As mentioned above, the strength albumin has over crystalloids is that it leads to an increase in intravascular oncotic pressure. There are some situations in which a patient needs improved oncotic pressure, and this characteristic can be advantageous. In cirrhotic patients receiving large volume (more than five liters) paracenteses, giving the patient 6 gm to 8 gm of albumin for each liter of ascetic fluid drained could lead to less incidence of hemodynamic compromise. However, a recent systematic review concluded that in cirrhotic patients without hepatocellular carcinoma, there is no mortality benefit to administering albumin after large-volume paracentesis. More studies are needed to confirm or refute this finding.

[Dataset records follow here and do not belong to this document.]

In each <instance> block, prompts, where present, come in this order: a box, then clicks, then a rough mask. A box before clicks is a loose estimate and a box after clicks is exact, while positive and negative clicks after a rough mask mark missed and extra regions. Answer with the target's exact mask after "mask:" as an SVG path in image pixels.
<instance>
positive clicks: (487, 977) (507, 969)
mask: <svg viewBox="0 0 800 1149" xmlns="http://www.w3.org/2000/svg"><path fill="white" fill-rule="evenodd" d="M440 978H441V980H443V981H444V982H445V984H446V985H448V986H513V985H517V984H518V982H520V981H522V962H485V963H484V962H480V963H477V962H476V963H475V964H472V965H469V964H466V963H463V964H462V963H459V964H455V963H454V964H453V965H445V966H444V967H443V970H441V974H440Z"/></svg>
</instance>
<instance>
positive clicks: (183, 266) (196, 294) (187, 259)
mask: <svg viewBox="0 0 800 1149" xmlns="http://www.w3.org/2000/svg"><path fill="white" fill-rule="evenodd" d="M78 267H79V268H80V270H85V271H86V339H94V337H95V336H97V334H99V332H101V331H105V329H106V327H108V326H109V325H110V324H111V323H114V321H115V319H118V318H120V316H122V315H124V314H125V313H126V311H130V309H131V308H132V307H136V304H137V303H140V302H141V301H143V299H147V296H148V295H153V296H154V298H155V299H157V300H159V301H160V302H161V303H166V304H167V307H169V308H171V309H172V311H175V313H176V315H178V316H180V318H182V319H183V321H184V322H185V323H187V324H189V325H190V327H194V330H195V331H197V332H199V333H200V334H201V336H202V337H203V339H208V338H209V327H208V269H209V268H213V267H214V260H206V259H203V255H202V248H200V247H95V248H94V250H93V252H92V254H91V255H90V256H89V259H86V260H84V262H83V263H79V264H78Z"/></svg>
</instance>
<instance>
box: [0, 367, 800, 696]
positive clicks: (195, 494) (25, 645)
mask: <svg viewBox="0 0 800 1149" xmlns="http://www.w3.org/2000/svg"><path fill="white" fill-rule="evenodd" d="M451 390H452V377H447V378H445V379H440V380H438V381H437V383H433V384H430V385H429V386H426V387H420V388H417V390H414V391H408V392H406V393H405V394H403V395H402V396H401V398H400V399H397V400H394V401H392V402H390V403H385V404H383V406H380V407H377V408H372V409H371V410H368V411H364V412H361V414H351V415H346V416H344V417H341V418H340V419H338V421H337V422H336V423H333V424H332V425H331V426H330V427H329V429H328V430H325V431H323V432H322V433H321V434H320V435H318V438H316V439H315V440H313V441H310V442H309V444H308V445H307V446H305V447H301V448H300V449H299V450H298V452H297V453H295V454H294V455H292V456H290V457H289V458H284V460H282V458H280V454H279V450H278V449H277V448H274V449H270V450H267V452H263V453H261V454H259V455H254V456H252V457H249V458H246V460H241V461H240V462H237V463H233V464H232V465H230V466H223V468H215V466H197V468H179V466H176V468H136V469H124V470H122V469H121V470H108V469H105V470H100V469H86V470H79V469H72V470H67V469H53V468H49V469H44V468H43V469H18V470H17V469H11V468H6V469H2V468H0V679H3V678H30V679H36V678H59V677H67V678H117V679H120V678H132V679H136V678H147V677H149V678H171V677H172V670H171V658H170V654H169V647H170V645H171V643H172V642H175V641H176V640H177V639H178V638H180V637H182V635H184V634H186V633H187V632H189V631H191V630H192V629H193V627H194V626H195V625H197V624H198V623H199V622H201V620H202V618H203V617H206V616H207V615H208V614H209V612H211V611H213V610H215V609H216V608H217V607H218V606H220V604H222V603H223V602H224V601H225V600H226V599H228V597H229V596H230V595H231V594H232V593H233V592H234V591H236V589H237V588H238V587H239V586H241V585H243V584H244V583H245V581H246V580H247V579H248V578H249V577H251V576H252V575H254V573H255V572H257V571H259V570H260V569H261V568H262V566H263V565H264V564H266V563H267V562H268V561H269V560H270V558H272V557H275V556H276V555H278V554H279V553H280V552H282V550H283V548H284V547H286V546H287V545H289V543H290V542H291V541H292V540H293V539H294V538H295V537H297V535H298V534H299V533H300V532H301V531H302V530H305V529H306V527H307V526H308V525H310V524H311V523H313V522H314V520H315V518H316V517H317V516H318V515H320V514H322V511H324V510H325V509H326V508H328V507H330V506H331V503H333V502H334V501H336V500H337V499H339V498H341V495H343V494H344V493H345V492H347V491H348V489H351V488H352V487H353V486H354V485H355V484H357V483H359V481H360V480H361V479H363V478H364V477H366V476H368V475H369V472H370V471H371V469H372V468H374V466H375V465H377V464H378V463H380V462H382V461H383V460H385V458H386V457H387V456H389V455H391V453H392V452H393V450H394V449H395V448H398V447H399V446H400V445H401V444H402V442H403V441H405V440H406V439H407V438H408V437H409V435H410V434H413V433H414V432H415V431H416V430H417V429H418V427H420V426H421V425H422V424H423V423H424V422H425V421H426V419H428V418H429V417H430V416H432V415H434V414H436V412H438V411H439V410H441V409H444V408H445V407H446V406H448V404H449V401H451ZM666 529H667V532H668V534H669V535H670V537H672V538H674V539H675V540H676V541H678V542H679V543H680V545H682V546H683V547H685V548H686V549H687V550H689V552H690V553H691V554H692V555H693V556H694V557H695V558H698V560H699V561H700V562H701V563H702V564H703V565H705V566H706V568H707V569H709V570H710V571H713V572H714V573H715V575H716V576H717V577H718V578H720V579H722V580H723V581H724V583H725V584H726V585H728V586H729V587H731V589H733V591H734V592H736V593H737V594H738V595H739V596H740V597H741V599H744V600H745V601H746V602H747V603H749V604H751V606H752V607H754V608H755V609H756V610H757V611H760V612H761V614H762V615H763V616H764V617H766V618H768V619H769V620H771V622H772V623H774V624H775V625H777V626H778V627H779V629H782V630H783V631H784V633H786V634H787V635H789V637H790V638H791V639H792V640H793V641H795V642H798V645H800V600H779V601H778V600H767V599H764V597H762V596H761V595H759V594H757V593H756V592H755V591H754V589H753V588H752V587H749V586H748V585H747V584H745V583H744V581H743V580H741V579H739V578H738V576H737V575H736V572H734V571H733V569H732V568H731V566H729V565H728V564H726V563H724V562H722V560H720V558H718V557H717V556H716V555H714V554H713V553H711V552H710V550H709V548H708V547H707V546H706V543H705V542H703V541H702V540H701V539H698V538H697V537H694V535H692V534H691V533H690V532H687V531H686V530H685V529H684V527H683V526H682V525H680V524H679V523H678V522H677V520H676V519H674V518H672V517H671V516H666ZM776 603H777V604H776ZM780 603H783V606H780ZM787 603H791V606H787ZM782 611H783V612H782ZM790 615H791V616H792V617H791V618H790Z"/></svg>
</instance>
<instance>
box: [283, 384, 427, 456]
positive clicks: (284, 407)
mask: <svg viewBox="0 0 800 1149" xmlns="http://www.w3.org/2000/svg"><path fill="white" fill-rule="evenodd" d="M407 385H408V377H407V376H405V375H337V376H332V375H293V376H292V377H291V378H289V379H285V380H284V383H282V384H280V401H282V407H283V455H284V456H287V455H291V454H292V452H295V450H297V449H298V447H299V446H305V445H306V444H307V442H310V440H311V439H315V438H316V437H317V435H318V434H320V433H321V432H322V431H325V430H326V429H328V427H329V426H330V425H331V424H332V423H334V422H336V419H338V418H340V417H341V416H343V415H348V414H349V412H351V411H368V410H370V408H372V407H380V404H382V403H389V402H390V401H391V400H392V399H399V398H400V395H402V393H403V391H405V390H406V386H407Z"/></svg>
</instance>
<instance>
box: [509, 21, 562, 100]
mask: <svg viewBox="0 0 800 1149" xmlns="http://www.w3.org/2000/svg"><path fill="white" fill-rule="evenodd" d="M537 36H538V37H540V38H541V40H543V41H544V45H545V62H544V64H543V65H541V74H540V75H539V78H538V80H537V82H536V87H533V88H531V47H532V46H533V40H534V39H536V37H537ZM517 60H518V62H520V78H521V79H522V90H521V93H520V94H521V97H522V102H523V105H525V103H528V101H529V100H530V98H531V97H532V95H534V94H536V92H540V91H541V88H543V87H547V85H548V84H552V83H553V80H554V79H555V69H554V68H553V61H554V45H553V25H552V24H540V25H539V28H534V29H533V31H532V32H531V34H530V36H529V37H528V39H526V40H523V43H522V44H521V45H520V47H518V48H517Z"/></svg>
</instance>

Serum Albumin and Wound Complications in Orthopedic Surgery

Surgical site infection (SSI) is an unfortunately common postoperative complication encountered throughout the entire field of orthopedic surgery (e.g. orthopedic spine surgery, elective total joint replacement, orthopedic trauma cases).  Serum albumin <3.5 g/dL has been demonstrated to confer an increased risk of SSI following these procedures.  Especially in the setting of elective THA and TKA procedures, which demonstrate a wide range of reproducibility and success regarding positive short- and long-term outcomes in the appropriately selected patients  [9][10][11][12], patient malnutrition status is often given consideration when performing these procedures.